Rates of species accumulation and taxonomic diversification during phototrophic biofilm development are controlled by both nutrient supply and current velocity.

The accumulation of new and taxonomically diverse species is a marked feature of community development, but the role of the environment in this process is not well understood. To address this problem, we subjected periphyton in laboratory streams to low (10-cm · s(-1)), high (30-cm · s(-1)), and variable (9- to 32-cm · s(-1)) current velocity and low- versus high-nutrient inputs. We examined how current velocity and resource supply constrained (i) the rates of species accumulation, a measure of temporal beta-diversity, and (ii) the rates of diversification of higher taxonomic categories, defined here as the rate of higher taxon richness increase with the increase of species richness. Temporal biofilm dynamics were controlled by a strong nutrient-current interaction. Nutrients accelerated the rates of accumulation of new species, when flow velocity was not too stressful. Species were more taxonomically diverse under variable than under low-flow conditions, indicating that flow heterogeneity increased the niche diversity in the high-nutrient treatments. Conversely, the lower diversification rates under high- than under low-nutrient conditions at low velocity are explained with finer resource partitioning among species, belonging to a limited number of related genera.
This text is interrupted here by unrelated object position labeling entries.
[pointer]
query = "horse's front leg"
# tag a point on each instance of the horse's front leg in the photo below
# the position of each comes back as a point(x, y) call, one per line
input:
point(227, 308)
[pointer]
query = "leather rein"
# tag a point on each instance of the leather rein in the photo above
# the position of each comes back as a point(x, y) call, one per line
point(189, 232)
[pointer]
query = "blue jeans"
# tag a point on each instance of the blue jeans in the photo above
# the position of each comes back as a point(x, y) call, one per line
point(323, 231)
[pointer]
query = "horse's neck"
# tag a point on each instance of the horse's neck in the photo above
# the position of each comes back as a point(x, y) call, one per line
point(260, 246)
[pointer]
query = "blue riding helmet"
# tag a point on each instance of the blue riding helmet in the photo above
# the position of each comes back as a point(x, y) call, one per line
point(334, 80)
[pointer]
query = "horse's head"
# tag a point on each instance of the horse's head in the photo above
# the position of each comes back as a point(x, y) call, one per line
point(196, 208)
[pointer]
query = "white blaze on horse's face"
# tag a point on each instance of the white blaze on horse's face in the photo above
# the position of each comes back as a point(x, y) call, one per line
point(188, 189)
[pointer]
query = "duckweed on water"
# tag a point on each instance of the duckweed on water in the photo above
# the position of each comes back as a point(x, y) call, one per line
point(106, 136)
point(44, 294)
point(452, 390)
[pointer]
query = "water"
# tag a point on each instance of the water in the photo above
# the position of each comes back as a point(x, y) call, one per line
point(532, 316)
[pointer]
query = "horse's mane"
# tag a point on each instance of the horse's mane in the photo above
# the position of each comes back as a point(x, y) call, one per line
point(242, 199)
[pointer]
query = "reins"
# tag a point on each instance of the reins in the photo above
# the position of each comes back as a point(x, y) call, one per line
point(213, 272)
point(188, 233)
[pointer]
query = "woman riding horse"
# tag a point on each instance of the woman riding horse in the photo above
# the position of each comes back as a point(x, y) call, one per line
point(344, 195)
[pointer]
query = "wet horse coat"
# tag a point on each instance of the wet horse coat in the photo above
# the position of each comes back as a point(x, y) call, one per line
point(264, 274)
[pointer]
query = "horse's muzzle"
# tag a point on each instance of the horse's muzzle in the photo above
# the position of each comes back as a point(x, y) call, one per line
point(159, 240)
The overall low rates of diversification in high-current treatments suggest that the ability to withstand current stress was conserved within closely related species. Temporal heterogeneity of disturbance has been shown to promote species richness, but here we further demonstrate that it also affects two other components of biodiversity, i.e., temporal beta-diversity and diversification rate. Therefore, management efforts for preserving the inherent temporal heterogeneity of natural ecosystems will have detectable positive effects on biodiversity.